All views are mine. Jokes are likely stolen.
A common question I receive is:
“What stops anyone from cloning Bitcoin and starting their own cryptocurrency?“
Most common reaction is a tie between confusion and shock when they hear my answer: “Technologically, nothing at all.”
Bitcoin has a hard supply cap at 21m. If there is nothing stopping anyone from launching another cryptocurrency, then cryptocurrencies as a whole must have an unlimited supply despite limited supply for any single one of them.
As a matter of fact, in the 2017 ICO gold rush many “alt coins” did exactly that. A quick fork of Bitcoin’s repo and an accompanying “white paper” with little to no technical detail was all that it took.
Almost none survived.
A handful such as Ethereum with true innovations and long-term vision stuck around and are thriving more than ever. Few are competing with Bitcoin directly. Most are building on top of it.
Several high-profile challenges to Bitcoin itself with the aim of improving its limitations (e.g., block size, arguably the most contentious issue in the history of Bitcoin) have failed to gain adoption anywhere near the scale of Bitcoin.
Networks are inherently “winner-takes-all” markets. Users tend to flock to places where the other users are. Think of how dominant of a social network Facebook is, anti-competitive arguments aside.
There is only one Craigslist, despite having the looks of a website from the 90s. The basic technology behind either is neither proprietary nor insurmountable for a handful of developers to build something similar, if not better.
Then why is Craigslist or Facebook still the largest in its space? Why aren’t there several clones of Facebook?
The Effects of Network Effect
Bitcoin has become the store-of-value layer in cryptoassets. A remarkable achievement for a 12-year-old innovation that introduced Blockchain as a technology and Bitcoin as its best-known use case. Bitcoin is older than Uber. It is older than Snapchat. Somehow it still gets classified as an emerging or unproven technology despite its resilience over a decade.
Since early 2020, every month seems to bring yet another large institution which has invested an eye-popping amount in Bitcoin. Tesla’s $1.5 billion announcement today ranks as one of the largest I have seen thus far in corporate holdings.
Bitcoin now acts as the value layer in cryptoassets. This is partially why it gets labelled as “Gold 2.0” or “Digital Gold”. There is an enormous amount of value locked in cold storage, and an ever-increasing amount now lives on the Ethereum blockchain moving between various DeFi platforms looking for high yields in a world starved of it.

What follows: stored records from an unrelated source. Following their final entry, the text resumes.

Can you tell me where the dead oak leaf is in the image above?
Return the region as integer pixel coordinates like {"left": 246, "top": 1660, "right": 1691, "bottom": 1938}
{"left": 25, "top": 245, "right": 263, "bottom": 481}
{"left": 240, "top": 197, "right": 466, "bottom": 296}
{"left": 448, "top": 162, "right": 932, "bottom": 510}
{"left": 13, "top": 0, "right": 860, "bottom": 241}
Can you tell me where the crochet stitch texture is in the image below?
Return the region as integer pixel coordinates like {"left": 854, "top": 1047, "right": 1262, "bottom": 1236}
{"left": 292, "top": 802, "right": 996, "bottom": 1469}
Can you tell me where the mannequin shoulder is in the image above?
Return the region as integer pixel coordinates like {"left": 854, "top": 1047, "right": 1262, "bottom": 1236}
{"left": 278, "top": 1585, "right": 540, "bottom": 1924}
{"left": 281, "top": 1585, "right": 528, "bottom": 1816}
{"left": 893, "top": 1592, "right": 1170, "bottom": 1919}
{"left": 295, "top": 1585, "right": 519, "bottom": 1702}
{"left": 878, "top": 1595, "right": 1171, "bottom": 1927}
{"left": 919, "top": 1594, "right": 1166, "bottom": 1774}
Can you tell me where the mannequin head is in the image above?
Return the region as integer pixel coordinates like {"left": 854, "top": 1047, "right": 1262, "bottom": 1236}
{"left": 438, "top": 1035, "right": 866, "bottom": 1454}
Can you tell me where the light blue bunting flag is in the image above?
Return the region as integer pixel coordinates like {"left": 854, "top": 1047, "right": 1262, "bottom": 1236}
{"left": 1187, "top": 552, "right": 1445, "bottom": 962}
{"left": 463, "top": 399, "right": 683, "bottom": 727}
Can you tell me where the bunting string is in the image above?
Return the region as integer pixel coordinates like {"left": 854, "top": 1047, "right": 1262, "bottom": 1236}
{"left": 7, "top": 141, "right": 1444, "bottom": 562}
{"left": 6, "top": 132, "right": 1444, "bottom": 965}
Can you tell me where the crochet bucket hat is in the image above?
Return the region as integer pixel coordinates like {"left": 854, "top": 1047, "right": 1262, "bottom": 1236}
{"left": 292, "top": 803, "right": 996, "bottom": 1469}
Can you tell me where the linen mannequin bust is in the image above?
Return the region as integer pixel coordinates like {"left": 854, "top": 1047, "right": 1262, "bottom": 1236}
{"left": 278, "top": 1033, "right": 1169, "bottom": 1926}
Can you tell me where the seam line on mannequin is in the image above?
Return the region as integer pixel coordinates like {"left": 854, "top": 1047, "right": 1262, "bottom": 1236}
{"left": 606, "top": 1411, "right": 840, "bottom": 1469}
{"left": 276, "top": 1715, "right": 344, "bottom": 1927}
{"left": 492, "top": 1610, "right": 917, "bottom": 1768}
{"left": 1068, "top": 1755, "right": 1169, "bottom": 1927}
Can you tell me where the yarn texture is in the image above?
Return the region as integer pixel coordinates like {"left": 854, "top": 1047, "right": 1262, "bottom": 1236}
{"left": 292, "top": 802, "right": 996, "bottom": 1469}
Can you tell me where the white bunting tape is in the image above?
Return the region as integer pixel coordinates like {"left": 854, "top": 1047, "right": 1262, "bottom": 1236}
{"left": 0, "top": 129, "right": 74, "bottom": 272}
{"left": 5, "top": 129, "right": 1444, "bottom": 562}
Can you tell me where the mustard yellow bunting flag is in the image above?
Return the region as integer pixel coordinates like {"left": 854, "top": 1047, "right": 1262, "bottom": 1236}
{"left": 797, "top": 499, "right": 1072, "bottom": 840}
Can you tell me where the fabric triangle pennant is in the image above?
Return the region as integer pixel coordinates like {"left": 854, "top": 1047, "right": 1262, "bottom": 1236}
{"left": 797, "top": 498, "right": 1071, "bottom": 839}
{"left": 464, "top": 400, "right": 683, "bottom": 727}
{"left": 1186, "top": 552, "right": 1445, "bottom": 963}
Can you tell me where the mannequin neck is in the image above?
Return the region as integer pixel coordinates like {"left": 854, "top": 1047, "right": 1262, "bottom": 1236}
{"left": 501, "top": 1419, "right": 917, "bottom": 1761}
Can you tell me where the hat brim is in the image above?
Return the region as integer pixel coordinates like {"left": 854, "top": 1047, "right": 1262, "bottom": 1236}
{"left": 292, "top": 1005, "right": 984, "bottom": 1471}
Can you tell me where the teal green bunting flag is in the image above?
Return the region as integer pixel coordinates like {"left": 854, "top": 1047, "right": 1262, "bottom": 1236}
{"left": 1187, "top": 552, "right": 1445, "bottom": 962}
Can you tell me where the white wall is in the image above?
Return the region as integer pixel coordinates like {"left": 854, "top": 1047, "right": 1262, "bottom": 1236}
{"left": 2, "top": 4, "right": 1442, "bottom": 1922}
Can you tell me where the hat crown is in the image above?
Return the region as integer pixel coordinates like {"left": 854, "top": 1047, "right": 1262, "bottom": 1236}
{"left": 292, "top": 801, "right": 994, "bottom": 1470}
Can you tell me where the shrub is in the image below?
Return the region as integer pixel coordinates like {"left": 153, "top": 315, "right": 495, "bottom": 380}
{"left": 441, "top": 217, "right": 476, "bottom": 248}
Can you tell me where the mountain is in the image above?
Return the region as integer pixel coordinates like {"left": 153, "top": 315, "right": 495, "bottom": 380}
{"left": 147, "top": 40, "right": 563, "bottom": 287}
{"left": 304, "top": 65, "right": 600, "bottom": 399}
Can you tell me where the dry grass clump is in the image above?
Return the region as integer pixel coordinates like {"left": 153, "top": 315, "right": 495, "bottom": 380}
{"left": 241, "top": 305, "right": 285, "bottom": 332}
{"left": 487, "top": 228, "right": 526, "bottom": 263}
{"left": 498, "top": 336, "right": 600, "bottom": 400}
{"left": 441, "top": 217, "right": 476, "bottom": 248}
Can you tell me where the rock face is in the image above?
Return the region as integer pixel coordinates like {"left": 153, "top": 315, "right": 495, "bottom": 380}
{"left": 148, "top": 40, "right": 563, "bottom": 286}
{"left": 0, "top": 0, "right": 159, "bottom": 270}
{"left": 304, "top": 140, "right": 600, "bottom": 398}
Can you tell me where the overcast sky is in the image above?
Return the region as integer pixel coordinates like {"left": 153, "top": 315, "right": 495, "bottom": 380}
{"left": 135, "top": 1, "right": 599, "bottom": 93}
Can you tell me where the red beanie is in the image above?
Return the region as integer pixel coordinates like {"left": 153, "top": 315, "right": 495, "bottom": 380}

Almost all DeFi development is happening on the Ethereum blockchain, which is why I think Ethereum is the digital oil of cryptoassets. Ethereum still has a long way to prove its viability and certainly has formidable contenders should Ethereum 2.0 fail to realize its vision.
As for the unbiased value layer in crypto-assets, Bitcoin takes all.
This is not investment advice. All opinions are my own, and you should do your own due diligence, as always. I own several cryptoassets, including BTC and ETH.